Le nuage de passion qui avait entouré Claire avait soudainement disparut et elle reprit rapidement ses esprits. Elle sentit les larmes monter dans ses yeux et elle retenait à grand peine de ne pas les laisser couler.
– Vous voyez, c'est tout ceci que je vous reproche. Vous tentez quelque chose et au final vous reculez comme un lâche, vous ne terminez pas ce que vous avez commencé. Je pensais que vous alliez vous battre pour moi. Et au final, quelques semaines plus tard, j'apprends que vous allez en épouser une autre.
– Me battre pour vous ? Claire, vous rendez vous compte de ce que vus dites ? Comment pouvais-je deviner que vous souhaitez que je me batte pour vous épouser. Vous l'avez dit tellement de fois et d'une manière que j'ai compris autre chose.
– Et qu'avez-vous compris alors ?
– Que vous ne vouliez pas de moi, que vous étiez réservée à un autre avec un rang beaucoup plus élevé. Tout simplement que vous ne m'aimiez pas !
Claire s'avança jusqu'à lui et posa les mains sur son gilet en le regardant, les larmes coulant à présent le long de ses joues.
– Je ressens des choses pour vous. Le premier soir où je vous ai vu, vous étiez mon sauveur. Et j'étais si heureuse de vous revoir à la garden party et ainsi de suite. Nous passions du bon temps ensemble et je voulais que ça dure plus longtemps. Je vous en prie annulez vos fiançailles et faites moi la cour. Montrez à tous qu'un baron peut conquérir le cœur d'une princesse !
James hésita un très court instant. S'il faisait cela, il ruinerait la réputation de Mélanie. Plus personne ne voudrait l'épouser. S'il choisissait Claire, il n'était même pas sûr d'arriver jusqu'au mariage. Son caractère l'exaspérait. Plus il passait du temps avec elle, plus il se demandait s'il avait bien fait de suivre son cœur. Au fond, peut-être qu'il la désirait simplement.
– Je ne peux pas. Je suis désolé.
Claire recula de quelques pas, blessée. C'était la première fois que quelqu'un la rejetait.
– Comment... ?
– Vous l'avez si bien dit. Vous êtes une princesse, je ne suis qu'un baron. Nous venons de deux mondes différents. Et je ne peux laisser Mélanie. Je lui ai promis quelque chose, j'accomplirai mon devoir. Je suis un homme d'honneur.
– Vous ne l'aimez pas !
– Peut-être pour l'instant, mais avec le temps qui sait. Mes parents ne s'aimaient guère au début. Et maintenant, ils sont fous l'un de l'autre. Si je vous fais la cour, je ne suis même pas sûr de convaincre vos parents de vous laissez m'épouser. Car je suis un roturier à leurs yeux. Votre Altesse, je vais à présent rejoindre ma famille dans la salle de réception. Je ne vous importunerai plus et ne chercherai plus contact avec vous. J'espère que vous en ferez de même.

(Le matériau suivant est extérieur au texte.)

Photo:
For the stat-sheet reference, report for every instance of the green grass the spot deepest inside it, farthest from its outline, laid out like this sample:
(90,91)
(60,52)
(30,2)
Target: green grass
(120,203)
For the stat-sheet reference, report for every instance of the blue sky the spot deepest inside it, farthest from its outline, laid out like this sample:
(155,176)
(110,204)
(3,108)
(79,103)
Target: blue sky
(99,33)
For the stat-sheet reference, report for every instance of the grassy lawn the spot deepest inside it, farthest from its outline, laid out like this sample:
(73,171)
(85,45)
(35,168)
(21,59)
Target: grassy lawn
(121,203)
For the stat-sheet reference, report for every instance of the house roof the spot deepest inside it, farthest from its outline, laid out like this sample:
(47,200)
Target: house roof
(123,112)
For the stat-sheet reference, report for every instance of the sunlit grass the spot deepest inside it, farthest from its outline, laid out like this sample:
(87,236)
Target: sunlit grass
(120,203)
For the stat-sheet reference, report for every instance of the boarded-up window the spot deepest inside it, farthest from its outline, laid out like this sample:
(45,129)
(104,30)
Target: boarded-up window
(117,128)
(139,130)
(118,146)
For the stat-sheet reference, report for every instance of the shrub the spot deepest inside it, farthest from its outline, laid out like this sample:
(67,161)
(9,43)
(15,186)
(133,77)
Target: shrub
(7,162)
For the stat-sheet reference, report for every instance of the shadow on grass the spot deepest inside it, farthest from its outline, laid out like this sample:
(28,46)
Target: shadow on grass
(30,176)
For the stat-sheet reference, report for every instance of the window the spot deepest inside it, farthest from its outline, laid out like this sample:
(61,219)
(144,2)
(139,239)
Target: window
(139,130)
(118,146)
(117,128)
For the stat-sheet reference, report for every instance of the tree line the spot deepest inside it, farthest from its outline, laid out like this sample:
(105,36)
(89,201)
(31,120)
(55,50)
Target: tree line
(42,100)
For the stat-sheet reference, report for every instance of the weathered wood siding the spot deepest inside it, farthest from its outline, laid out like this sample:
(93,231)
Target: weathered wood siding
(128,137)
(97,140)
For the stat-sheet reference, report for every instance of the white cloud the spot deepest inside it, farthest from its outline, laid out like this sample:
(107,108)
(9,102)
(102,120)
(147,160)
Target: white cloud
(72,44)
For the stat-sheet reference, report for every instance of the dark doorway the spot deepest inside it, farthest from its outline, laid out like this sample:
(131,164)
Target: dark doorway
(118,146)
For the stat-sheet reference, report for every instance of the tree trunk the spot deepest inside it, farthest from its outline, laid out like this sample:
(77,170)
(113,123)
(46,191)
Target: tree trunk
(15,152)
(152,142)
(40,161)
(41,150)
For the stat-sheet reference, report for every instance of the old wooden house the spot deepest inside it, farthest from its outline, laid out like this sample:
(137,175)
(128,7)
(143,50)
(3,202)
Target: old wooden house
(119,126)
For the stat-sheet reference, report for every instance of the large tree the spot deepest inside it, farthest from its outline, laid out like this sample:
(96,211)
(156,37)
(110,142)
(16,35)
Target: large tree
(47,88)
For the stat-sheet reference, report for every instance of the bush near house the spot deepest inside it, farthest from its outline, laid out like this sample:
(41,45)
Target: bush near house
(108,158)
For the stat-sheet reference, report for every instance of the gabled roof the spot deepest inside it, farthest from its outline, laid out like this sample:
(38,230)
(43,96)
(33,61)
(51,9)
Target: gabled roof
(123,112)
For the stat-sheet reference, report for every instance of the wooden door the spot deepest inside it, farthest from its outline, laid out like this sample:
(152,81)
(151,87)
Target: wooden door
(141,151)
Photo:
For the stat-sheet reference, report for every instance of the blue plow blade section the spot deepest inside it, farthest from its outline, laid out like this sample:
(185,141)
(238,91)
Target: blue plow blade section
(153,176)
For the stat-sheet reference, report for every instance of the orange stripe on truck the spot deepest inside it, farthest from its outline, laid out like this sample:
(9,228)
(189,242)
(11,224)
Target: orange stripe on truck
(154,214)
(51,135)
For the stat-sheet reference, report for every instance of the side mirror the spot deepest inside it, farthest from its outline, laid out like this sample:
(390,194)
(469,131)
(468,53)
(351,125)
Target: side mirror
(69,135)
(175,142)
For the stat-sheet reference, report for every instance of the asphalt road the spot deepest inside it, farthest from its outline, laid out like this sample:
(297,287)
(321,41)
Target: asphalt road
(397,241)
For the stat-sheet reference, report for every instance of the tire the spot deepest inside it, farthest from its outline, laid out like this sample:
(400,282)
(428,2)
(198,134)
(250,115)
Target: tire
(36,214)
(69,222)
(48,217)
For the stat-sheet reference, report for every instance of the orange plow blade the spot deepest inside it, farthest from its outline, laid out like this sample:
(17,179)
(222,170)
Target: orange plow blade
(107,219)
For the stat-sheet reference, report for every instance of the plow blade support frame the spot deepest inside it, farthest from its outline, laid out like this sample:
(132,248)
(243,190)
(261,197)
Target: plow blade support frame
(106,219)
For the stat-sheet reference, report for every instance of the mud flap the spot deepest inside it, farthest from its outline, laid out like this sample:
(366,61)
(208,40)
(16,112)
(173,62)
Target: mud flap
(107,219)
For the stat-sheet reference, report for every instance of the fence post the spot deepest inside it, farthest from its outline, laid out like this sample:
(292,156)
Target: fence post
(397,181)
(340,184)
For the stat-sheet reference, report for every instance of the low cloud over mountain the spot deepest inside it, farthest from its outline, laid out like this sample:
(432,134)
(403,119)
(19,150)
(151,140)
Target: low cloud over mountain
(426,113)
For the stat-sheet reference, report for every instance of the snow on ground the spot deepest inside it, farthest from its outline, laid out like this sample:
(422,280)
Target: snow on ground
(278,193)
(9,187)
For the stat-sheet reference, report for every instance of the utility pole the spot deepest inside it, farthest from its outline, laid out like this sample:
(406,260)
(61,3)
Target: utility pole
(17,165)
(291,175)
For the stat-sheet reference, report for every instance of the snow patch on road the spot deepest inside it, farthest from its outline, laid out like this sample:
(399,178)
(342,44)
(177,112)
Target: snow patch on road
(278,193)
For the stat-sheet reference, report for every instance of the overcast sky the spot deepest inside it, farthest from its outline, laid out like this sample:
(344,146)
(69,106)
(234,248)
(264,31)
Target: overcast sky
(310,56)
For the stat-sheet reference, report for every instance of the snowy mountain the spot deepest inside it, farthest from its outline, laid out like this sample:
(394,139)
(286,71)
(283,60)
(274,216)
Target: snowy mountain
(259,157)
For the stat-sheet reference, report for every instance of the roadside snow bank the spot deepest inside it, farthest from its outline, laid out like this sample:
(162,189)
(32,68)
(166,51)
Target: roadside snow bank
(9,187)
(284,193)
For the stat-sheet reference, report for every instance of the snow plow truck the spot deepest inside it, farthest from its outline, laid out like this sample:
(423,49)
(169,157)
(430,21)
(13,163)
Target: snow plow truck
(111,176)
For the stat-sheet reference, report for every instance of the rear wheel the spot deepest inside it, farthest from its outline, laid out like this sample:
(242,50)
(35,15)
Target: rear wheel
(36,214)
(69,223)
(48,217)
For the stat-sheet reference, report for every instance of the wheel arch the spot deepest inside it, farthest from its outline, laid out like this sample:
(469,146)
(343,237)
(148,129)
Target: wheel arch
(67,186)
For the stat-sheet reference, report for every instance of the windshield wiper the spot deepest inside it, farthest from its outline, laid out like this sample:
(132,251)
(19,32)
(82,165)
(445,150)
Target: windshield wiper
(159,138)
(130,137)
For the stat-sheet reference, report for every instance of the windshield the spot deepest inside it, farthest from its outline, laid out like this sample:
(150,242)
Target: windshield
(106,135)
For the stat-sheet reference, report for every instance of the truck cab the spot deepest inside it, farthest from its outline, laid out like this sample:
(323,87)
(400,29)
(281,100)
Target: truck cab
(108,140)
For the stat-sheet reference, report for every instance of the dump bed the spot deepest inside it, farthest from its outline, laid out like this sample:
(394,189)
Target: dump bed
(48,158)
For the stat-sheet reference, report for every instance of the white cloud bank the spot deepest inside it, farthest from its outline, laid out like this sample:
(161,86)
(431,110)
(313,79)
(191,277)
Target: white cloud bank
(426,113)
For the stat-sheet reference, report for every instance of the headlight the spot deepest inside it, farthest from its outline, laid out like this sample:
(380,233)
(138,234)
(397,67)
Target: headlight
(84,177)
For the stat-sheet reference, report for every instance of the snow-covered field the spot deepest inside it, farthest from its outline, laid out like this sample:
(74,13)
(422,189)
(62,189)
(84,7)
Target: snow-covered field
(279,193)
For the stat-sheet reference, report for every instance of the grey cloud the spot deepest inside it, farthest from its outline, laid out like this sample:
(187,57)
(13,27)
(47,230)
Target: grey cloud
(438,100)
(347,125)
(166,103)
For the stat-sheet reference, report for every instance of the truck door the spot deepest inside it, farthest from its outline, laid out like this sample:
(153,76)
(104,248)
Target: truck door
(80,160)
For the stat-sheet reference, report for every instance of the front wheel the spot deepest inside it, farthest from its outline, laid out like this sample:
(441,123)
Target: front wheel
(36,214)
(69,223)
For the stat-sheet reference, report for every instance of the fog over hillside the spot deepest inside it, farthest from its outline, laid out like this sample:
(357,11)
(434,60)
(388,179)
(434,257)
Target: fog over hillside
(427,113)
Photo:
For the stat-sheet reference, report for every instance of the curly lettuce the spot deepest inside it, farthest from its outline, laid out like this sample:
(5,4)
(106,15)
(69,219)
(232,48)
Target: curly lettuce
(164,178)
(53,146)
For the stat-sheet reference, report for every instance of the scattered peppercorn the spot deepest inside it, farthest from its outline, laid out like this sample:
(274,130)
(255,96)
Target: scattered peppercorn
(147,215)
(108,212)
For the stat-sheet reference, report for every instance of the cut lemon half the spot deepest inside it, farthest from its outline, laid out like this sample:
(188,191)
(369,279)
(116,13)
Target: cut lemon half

Il s'avança jusqu'à une porte-fenêtre. Arrivée à l'embrasure, il s'arrêta, baissa la tête et inspira pour reprendre contenance. C'était la première fois qu'il brisait le cœur d'une jeune fille de cette manière. Mais il fallait lui faire comprendre que c'était trop tard.
Claire le regarda partir, le cœur en mille morceaux. C'était donc ça se faire rejeter. Par un baron qui plus est. Elle tomba à genoux et se mit à trembler involontairement, reniflant peu gracieusement. Friedrich arriva pile à ce moment et la vit prostrée par terre. Il courut vers elle et l'aida à se relever.
– Mais enfin Claire, que s'est-il passé ? Pourquoi étiez-vous par terre ?
– Je... Je suis tombée. J'ai trébuché et je suis tombée. Je ne me sens pas très bien. Pourriez-vous me ramener jusqu'à ma chambre je vous prie ?
Le prince acquiesça et l'aida à traverser la salle sans qu'on les gêne trop. Une fois à l'intérieur de la chambre, la gouvernante arriva et prit le relais du prince. Elle le remercia et lui pria de partir. Claire le regarda, et le remercia encore une fois avant de s'allonger sur son lit.
Friedrich resta seul, sur le seuil de la porte, à regarder le panneau en bois blanc devant lui.